O frescobol se parece muito com o tênis: dois jogadores, duas raquetes e uma bola. Só que, para o jogo ser bom, é preciso que nenhum dos dois perca. Se a bola veio meio torta, a gente sabe que não foi de propósito e faz o maior esforço do mundo para devolvê-la gostosa, no lugar certo, para que o outro possa pegá-la. Não existe adversário porque não há ninguém a ser derrotado. Aqui ou os dois ganham ou ninguém ganha. E ninguém fica feliz quando o outro erra – pois o que se deseja é que ninguém erre. O erro de um, no frescobol, é como ejaculação precoce: um acidente lamentável que não deveria ter acontecido, pois o gostoso mesmo é aquele ir e vir, ir e vir, ir e vir… E o que errou pede desculpas; e o que provocou o erro se sente culpado. Mas não tem importância: começa-se de novo este delicioso jogo em que ninguém marca pontos…

A bola: são as nossas fantasias, irrealidades, sonhos sob a forma de palavras. Conversar é ficar batendo sonho pra lá, sonho pra cá…
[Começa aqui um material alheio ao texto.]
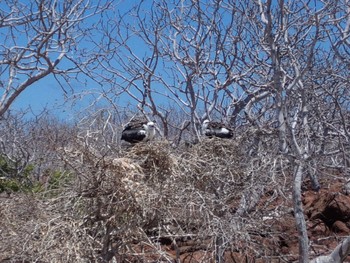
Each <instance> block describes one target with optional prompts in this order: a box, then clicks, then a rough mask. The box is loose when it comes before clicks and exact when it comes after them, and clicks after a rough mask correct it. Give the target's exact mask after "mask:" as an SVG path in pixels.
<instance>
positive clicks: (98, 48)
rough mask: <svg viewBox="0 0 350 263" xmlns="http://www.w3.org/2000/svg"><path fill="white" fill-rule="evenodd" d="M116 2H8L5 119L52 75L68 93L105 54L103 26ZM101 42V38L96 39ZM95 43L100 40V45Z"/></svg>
mask: <svg viewBox="0 0 350 263" xmlns="http://www.w3.org/2000/svg"><path fill="white" fill-rule="evenodd" d="M109 5H110V4H108V3H106V2H103V1H98V2H96V4H93V3H89V2H86V1H83V0H77V1H68V2H60V1H54V0H53V1H39V0H38V1H32V2H31V3H29V4H27V3H21V2H20V1H12V0H7V1H2V3H1V7H0V32H1V35H2V43H1V46H0V72H1V73H0V75H1V78H0V88H1V93H0V95H1V98H0V116H2V115H3V114H4V112H5V111H6V110H7V109H8V108H9V107H10V106H11V104H12V103H13V101H14V100H15V99H16V98H17V97H18V96H19V95H20V94H21V93H22V92H23V91H24V90H25V89H27V88H29V87H30V86H32V85H33V84H34V83H35V82H37V81H39V80H41V79H44V78H47V77H48V76H52V77H53V78H54V79H55V80H57V82H58V84H59V85H60V86H61V88H62V89H63V90H64V91H65V92H66V91H67V88H68V87H69V86H71V87H73V85H74V84H73V83H74V81H81V80H82V79H80V75H81V74H82V73H83V74H86V75H90V73H89V70H88V69H89V67H93V66H94V65H95V64H96V62H97V60H98V59H99V58H100V57H102V56H105V54H103V53H100V52H99V47H98V44H100V43H98V40H97V39H96V34H98V32H99V29H98V27H100V26H101V23H102V22H101V19H102V16H101V14H102V13H103V12H105V11H106V10H107V8H108V7H109ZM94 38H95V39H94ZM93 40H94V41H95V42H94V41H93Z"/></svg>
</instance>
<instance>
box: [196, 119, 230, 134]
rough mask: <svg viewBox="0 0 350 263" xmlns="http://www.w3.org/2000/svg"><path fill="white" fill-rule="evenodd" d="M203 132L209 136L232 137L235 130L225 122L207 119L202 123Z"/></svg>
mask: <svg viewBox="0 0 350 263" xmlns="http://www.w3.org/2000/svg"><path fill="white" fill-rule="evenodd" d="M202 132H203V134H204V135H206V136H208V137H213V136H215V137H219V138H232V137H233V131H232V129H231V128H229V127H227V126H226V125H225V124H223V123H220V122H214V121H209V120H205V121H204V122H203V124H202Z"/></svg>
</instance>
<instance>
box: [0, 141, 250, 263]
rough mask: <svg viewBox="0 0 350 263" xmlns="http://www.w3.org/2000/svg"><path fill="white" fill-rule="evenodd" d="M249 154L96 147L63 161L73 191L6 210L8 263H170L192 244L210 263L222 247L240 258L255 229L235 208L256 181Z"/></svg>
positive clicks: (8, 206)
mask: <svg viewBox="0 0 350 263" xmlns="http://www.w3.org/2000/svg"><path fill="white" fill-rule="evenodd" d="M243 149H244V148H243V147H242V141H239V140H219V139H206V140H204V141H202V142H201V143H199V144H196V145H193V146H192V147H185V146H184V147H183V148H177V149H174V148H173V147H172V146H171V145H170V144H169V143H168V142H166V141H156V142H152V143H140V144H137V145H135V146H133V147H128V148H125V149H124V148H123V149H121V150H120V151H119V153H118V154H117V156H113V155H105V154H104V155H103V154H101V153H100V152H98V151H95V150H92V149H91V147H80V148H79V147H76V148H75V151H74V153H72V152H69V151H63V152H62V153H61V154H62V155H64V156H62V158H63V159H64V160H65V162H66V163H67V164H69V167H71V169H72V170H73V171H74V173H75V175H76V177H75V180H73V181H72V182H71V184H70V185H68V186H66V187H64V188H62V189H60V192H58V193H56V195H54V196H47V195H46V196H44V197H41V196H30V198H28V197H27V196H26V195H20V196H16V197H11V198H9V199H4V200H5V201H4V202H2V209H1V221H2V222H1V225H2V227H1V231H2V232H1V236H2V240H1V242H0V247H2V248H3V251H6V253H3V255H4V256H3V258H12V259H20V258H25V259H28V260H31V261H35V260H36V261H41V262H92V261H95V262H108V261H110V260H111V259H112V258H113V256H116V258H118V260H119V261H124V262H139V261H143V262H147V261H152V260H154V261H157V260H163V261H164V262H167V261H168V262H170V261H171V260H173V259H174V258H178V257H182V256H185V255H188V253H189V252H186V251H187V250H183V249H180V248H179V247H180V246H181V244H183V243H184V242H189V241H190V242H191V244H192V245H193V247H194V248H195V247H199V248H200V249H201V250H203V249H204V250H205V251H207V254H206V255H207V256H206V257H208V255H209V258H212V255H213V253H214V251H215V250H216V245H217V242H218V238H220V240H221V245H220V246H221V247H222V249H224V250H225V249H229V250H232V249H233V250H234V249H242V245H241V244H242V242H245V241H244V240H246V239H247V238H248V239H249V238H250V236H249V235H248V232H247V231H248V230H247V229H249V225H251V224H254V222H251V223H248V222H247V221H246V220H245V219H244V218H243V217H242V215H241V214H239V215H237V208H238V207H239V206H240V204H241V202H242V194H244V191H246V190H247V189H251V182H252V180H257V178H255V177H254V174H253V173H252V172H251V170H250V169H251V167H250V165H249V164H250V163H249V161H248V160H247V159H246V154H245V153H244V152H243ZM77 152H78V156H79V158H77ZM247 171H248V172H247ZM249 191H251V190H249ZM251 219H253V218H251ZM7 244H11V245H7ZM166 244H167V245H171V247H172V248H173V249H174V250H175V251H177V252H178V254H177V255H174V254H169V253H168V252H166V249H165V248H164V245H166ZM10 246H11V248H12V250H10ZM253 247H254V246H253ZM145 248H147V249H145ZM245 249H247V248H245ZM248 250H249V249H248ZM3 251H2V252H3ZM191 253H192V252H191ZM210 255H211V256H210ZM155 258H156V259H155Z"/></svg>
Mas há casais que jogam com os sonhos como se jogassem tênis. Ficam à espera do momento certo para a cortada. Camus anotava no seu diário pequenos fragmentos para os livros que pretendia escrever. Um deles, que se encontra nos Primeiros cadernos, é sobre este jogo de tênis:
‘Cena: o marido, a mulher, a galeria. O primeiro tem valor e gosta de brilhar. A segunda guarda silêncio, mas, com pequenas frases secas, destrói todos os propósitos do caro esposo. Desta forma marca constantemente a sua superioridade. O outro domina-se, mas sofre uma humilhação e é assim que nasce o ódio. Exemplo: com um sorriso: ‘Não se faça mais estúpido do que é, meu amigo\’. A galeria torce e sorri pouco à vontade. Ele cora, aproxima-se dela, beija-lhe a mão suspirando: ‘Tens razão, minha querida\’. A situação está salva e o ódio vai aumentando.’

Tênis é assim: recebe-se o sonho do outro para destruí-lo, arrebentá-lo, como bolha de sabão… O que se busca é ter razão e o que se ganha é o distanciamento. Aqui, quem ganha sempre perde.

Já no frescobol é diferente: o sonho do outro é um brinquedo que deve ser preservado, pois se sabe que, se é sonho, é coisa delicada, do coração. O bom ouvinte é aquele que, ao falar, abre espaços para que as bolhas de sabão do outro voem livres. Bola vai, bola vem – cresce o amor… Ninguém ganha para que os dois ganhem. E se deseja então que o outro viva sempre, eternamente, para que o jogo nunca tenha fim…(O retorno e terno, p. 51.)